Eh bien... Quels ont été les thèmes du centre-médiatoglotte, ces dernières semaines ?

...Encore et toujours, et lancinant, que « la France est dépressive »... Bah, il y a tellement longtemps que j’entends le haut du pavé dire que le peuple (le français) est ringard et la France nulle ! Pourquoi m’affolerais-je ? Oui, mais cela prend tellement de place, désormais, dans nos médias centraux, c’est tellement lourd, permanent, lancinant, cette scie... Allons, il faut tenter de l’expliquer ; en faire un sujet d’étude...

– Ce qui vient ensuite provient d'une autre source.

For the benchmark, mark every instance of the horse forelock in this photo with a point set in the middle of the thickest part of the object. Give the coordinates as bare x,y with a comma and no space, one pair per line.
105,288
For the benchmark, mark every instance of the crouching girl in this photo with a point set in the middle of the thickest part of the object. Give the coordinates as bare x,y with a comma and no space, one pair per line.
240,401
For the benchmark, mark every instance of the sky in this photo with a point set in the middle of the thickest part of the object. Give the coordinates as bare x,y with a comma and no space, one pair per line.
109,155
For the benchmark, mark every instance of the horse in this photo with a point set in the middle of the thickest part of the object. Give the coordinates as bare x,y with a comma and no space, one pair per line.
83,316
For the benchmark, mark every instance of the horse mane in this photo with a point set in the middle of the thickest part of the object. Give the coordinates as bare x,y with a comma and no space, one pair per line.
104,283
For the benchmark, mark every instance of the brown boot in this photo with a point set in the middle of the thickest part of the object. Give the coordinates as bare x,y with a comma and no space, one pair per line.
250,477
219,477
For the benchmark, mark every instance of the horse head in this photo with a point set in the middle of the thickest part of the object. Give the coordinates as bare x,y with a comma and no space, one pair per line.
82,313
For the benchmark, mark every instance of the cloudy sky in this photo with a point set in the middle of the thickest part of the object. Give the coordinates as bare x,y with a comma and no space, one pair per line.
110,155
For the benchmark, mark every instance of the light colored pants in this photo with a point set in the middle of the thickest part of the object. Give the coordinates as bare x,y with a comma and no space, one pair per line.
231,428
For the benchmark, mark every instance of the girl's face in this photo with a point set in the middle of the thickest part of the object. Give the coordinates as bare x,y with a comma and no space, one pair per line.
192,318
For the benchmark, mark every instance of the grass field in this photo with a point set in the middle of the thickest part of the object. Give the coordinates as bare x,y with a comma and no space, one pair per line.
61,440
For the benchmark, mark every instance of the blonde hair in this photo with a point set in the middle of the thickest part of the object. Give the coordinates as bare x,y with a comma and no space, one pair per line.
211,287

Quelques-uns - peu - s’en avisent et réagissent. Madame Marie-Françoise Bechtel (députée et ancienne directrice de l’ENA), dans Marianne (11 janvier 2014), parle de la «  spécificité française qui tient surtout à la détestation des élites envers la nation » : « les élites françaises ont honte de la France ». Nous sommes d’accord. Et Laurent Joffrin écrit dans l’Obs : « On finit par se demander si une partie de l’élite, au fond, ne souhaite pas l’échec de la France » (5 décembre 2013). Puis : « Les membres de la classe dirigeante, depuis longtemps, ont cessé de croire en leur pays ».

Pour moi, ce qui est étonnant, c’est que ça ne fasse pas plus de réactions ; que l’affaire semble entendue, que toute la classe parlante trouve ça normal... Là est le (gros) problème. Très gros...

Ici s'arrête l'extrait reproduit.